En estos días que no toreo los aprovecho para entrenar fuerte.

Me he parado para escribir algo. Hoy vuelvo a esta sección, para hablaros sobre uno de los días más especiales de la temporada. Los ha habido en los que he cortado más orejas, tardes de Puerta Grande… Pero había este año una plaza que me quitaba el sueño; La Maestranza.

Torear en Sevilla es como soñar despierto, y aún más el día de tu presentación. Para mí fue una tarde especial. Intenté disfrutar de ese día desde que me desperté en el hotel por la mañana hasta que me volví a dormir por la noche y gracias a Dios así fue. Clemente y Varea me acompañaban esa tarde. Era un cartel bonito y había mucho ambiente. Además vino mucha gente de Extremadura, mi tierra, lo cual me hacía sentirme aún más arropado y motivado.

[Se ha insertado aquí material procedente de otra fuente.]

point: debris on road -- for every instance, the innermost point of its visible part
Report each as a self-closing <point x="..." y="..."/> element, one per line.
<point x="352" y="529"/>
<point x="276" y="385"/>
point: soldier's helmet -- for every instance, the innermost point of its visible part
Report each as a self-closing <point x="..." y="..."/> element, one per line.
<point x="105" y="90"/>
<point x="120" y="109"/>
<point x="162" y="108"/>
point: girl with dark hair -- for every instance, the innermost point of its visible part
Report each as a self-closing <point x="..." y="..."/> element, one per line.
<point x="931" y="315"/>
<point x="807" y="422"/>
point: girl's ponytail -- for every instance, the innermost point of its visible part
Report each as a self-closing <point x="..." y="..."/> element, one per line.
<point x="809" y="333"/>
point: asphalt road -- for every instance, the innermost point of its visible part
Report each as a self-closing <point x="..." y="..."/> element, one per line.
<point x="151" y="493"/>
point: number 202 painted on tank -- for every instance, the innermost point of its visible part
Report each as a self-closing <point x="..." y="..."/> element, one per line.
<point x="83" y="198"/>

La tarde en sí fue preciosa, en mi primer novillo falto muy poquito para cortarle la oreja. Di una vuelta al ruedo en la que vi a la gente entregada conmigo. Cuando la afición de Sevilla se entrega es precioso. Y además ver tantas caras conocidas en el tendido me llenaba de emoción. Todo eso me dio mucha energía para mi segundo novillo. En éste pude labrar una faena de las que uno sueña poder ejecutar en una plaza así; la pena fue que lo pinché una vez. Si le hubiera metido la espada a la primera, creo que hubiera sido una faena de dos orejas. De todas formas fue una tarde emotiva y llena de sensaciones positivas. Con frecuencia miro las fotos y el video de esa tarde… y vuelvo a vivir esa sensación inexplicable. Agradecido a la afición de Sevilla y ¡deseando de volver a pisar esa plaza!